Meraba perutnya sendiri yang seperti baru saja mencoba mengingatkan tuannya tentang kekosongan di dalam sana, Baekhyun juga baru sadar kalau dia juga lapar.

"Aku pergi beli minum dulu. Kau mau kopi? Teh? Soda? Bir? Air dingin?" Ia menanyakan semua yang terpikir oleh otaknya pada Chanyeol. Pria itu menoleh padanya dengan tawa kecil yang nyaris tidak kentara. "Air dan teh hangat saja, ya? Kau demam. Oke, air dan teh hangat saja. Aku akan segera kembali." Dia lantas berlari kecil, pergi mencari mesin penjual minuman dan mungkin kantin rumah sakit. Tidak keburu membiarkan Chanyeol menjawab.

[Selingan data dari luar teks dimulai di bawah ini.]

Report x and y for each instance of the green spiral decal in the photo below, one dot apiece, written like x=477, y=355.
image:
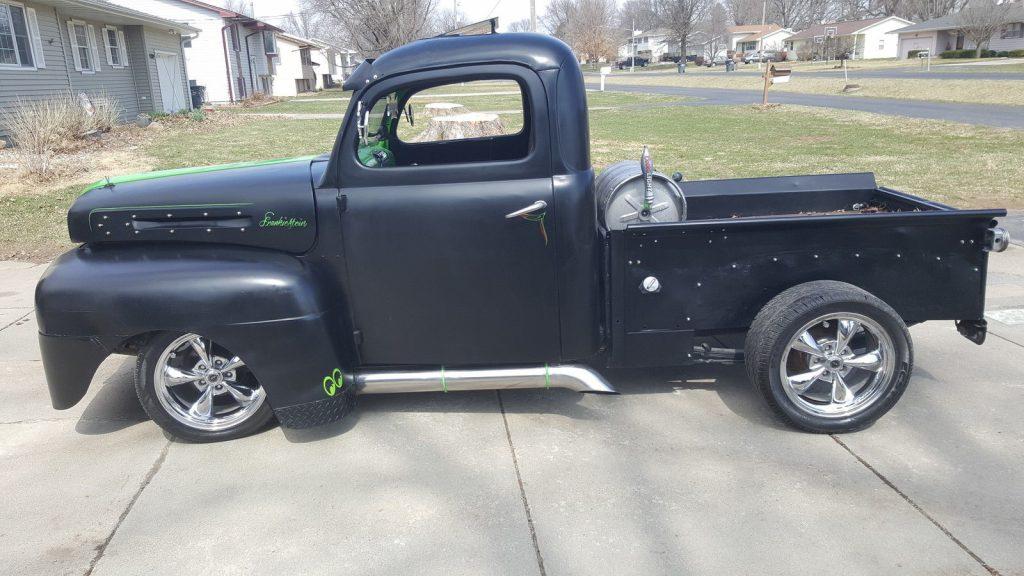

Butuh dua kali bertanya ke perawat dan petugas keamanan sampai Baekhyun menemukan apa yang dia cari. Luas rumah sakit ini benar-benar tidak bercanda. Pulang-pulang, Baekhyun yakin betisnya bakal berubah kencang.

Beberapa menit kemudian, Baekhyun berhasil membawa dua bungkus roti, dua gelas teh panas, dan botol air mineral kecil di saku jaket. Dia membawanya sepanjang koridor yang memang panjang, hendak kembali ke tempat Chanyeol menunggu. Lagi-lagi Baekhyun butuh bertanya dulu pada pekerja rumah sakit yang duluan ia temui. Barulah bisa ditemukannya koridor yang dia ingat. Benar, Baekhyun ingat ini koridor yang tadi. Kamarnya ada setelah tikungan di depan.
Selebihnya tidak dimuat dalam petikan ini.